Two Clare's separated by 800 years

Zero and I recently paid a visit to Assisi (during the same week as the International Eucharistic Congress in Dublin - it's our excuse, anyway). The town has been marked by a celebration of the 8th Centenary of the consecration to God of St Clare of Assisi, a celebration that has not really been much noticed in England.

We arrived in the evening of 9th June, and so missed out on an event held that day under the auspices of the Focolare Movement: Clare of Assisi and Chiara Lubich: Two Charisms in Communion. The particular prompt for the event was the dedication of a square near the Basilica of St Francis to Chiara Lubich, the founder of the Focolare.

The following paragraph from the report on the Focolare website struck me in particular.
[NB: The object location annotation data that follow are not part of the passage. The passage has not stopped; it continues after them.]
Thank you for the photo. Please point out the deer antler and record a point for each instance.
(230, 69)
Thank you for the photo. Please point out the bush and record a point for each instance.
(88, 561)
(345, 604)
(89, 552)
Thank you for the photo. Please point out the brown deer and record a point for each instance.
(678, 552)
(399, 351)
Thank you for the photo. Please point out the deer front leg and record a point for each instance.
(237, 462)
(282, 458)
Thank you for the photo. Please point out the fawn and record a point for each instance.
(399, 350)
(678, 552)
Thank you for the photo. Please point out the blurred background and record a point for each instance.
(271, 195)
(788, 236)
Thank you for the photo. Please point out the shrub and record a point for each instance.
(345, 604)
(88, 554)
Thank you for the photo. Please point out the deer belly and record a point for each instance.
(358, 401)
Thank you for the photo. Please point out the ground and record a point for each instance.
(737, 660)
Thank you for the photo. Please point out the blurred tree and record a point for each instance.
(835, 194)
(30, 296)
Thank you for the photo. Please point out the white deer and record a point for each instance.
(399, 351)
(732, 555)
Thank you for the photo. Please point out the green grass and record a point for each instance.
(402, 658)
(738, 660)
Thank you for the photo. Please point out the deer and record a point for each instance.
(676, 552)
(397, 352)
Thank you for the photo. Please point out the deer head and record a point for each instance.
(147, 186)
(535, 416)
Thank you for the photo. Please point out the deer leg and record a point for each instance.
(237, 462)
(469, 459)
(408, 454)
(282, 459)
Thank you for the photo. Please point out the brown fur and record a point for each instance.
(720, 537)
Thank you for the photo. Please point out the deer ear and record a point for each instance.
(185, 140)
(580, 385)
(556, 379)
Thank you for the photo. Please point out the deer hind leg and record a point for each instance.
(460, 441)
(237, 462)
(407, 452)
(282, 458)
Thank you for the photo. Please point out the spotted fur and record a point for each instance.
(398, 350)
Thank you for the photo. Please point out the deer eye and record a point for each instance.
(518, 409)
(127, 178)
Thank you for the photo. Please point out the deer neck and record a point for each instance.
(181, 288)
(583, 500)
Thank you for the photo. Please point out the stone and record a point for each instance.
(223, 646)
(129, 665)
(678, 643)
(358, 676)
It is worth recalling that the official title of the Focolare is "Work of Mary". This reflects a line of thought which suggests that the Virgin Mary represents a figure of all that is charismatic (ie individually given gift) in the life of the Church.

Moreover, charisms are means for the emergence of the feminine. So it was for these two Clares: Clare of Assisi was able to receive approval for her “Highest Poverty” by the Holy See. Clare (Chiara) of Trent introduced into the Church the great novelty that the president of an ecclesial movement, containing all the vocations, will always be a woman. The accomplishments of Chiara Lubich’s charism are exquisitely secular (like the Economy of Communion), showing how much the charisms of the past and present are like the flywheels, that gradually lead us to a society that is more “humane and beautiful”.